O mundo das aparências é demasiado complexo e cada um de nós tem uma maneira diferente de apreender o sentido das coisas, mas todos procuramos nelas uma resposta para a nossa crença pessoal. Sempre existiu uma linguagem que está para além das palavras. É nesse limiar, que separa o visível do invisível e o palpável do não palpável, que residem muitas das respostas às nossas perguntas.

Eu acredito naquilo que a minha crença me faz acreditar e considero que, embora este texto seja simbólico, contém verdades que o nosso pensamento se recusa a aceitar, talvez pela sua simplicidade.

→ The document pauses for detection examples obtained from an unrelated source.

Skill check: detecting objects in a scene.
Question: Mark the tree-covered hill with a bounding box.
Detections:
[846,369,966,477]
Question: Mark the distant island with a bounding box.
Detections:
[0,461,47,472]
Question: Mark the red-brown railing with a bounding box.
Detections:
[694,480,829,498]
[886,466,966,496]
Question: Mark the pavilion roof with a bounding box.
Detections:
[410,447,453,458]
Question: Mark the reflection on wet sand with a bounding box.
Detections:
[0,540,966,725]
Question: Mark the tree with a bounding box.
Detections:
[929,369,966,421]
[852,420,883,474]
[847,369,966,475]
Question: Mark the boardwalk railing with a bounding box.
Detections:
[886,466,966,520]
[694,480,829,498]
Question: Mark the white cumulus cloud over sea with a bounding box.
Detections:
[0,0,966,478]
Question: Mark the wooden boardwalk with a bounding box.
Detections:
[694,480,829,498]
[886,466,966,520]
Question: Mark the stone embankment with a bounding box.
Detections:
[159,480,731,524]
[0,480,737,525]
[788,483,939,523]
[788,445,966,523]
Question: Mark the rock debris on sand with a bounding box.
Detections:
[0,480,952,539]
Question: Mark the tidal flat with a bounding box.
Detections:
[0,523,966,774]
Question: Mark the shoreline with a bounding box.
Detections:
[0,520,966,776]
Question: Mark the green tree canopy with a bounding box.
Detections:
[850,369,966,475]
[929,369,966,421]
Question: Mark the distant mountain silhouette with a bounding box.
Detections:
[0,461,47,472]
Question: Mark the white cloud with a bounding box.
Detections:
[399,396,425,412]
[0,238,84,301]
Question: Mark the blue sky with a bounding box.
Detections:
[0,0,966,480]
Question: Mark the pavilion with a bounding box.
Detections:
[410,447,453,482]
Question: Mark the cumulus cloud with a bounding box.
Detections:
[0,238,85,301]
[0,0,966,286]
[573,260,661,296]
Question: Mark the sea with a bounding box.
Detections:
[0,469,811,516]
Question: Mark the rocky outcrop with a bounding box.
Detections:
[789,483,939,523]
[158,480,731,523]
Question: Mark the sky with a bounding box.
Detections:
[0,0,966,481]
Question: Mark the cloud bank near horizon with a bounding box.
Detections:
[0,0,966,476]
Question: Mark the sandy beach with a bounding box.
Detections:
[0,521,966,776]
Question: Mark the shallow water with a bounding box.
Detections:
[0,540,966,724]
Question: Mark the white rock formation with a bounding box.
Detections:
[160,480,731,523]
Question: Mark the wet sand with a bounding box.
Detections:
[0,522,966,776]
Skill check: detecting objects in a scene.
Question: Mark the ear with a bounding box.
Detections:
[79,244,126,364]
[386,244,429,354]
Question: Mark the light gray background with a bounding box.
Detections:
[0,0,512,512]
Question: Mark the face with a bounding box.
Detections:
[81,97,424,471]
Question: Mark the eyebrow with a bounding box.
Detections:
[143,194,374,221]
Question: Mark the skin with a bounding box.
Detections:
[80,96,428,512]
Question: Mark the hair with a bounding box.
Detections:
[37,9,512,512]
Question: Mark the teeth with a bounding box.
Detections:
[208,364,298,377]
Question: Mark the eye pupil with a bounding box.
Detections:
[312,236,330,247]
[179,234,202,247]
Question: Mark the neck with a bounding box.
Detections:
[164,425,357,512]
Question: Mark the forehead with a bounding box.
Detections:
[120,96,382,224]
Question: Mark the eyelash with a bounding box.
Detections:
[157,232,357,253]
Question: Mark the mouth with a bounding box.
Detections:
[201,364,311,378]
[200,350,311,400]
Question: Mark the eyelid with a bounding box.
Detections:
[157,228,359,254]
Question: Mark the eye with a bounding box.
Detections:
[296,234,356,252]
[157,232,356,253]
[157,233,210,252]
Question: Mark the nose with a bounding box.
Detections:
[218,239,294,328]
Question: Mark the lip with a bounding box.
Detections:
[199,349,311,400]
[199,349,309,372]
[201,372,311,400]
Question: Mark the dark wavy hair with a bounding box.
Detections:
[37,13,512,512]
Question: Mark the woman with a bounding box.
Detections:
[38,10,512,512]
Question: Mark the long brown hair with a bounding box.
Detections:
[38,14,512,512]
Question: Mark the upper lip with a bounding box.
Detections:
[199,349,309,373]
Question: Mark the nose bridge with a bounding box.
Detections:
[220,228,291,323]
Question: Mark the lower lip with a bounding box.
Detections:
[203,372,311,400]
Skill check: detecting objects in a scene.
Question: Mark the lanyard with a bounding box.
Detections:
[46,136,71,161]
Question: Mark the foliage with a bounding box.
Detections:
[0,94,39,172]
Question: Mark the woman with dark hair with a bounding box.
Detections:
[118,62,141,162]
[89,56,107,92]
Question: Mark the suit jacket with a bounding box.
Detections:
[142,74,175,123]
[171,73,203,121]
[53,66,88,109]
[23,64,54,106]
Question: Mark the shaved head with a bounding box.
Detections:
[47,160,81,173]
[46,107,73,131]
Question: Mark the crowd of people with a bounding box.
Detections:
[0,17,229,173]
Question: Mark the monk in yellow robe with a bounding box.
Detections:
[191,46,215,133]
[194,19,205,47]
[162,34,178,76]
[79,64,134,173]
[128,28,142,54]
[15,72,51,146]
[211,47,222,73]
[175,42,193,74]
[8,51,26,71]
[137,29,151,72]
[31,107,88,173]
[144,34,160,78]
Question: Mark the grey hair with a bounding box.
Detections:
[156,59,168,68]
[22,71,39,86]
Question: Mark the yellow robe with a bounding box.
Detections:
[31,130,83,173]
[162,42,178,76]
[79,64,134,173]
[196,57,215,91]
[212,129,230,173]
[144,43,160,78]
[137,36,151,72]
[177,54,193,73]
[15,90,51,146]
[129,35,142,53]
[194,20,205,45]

Ou porque possui uma linguagem dirigida ao coração e não há razão.

O importante é cada um seguir o seu sonho, nem que para isso tenhamos que enfrentar as maiores dificuldades, atravessar desertos e defrontar os mistérios que acompanham e acompanharão o Homem desde o começo dos tempos.

Deus ou deuses, religião ou religiões, milagres ou fé, o ser humano necessita de acreditar em algo que reavive a sua força interior.

Eu tenho a minha crença e acredito na existência do Narciso, encontro-o cada vez que atravesso os bosques, através do seu odor. Depois passo pelo lago, contemplo a sua beleza e revejo a minha aura, ao mesmo tempo que o lago vê a sua beleza reflectida nos meus olhos.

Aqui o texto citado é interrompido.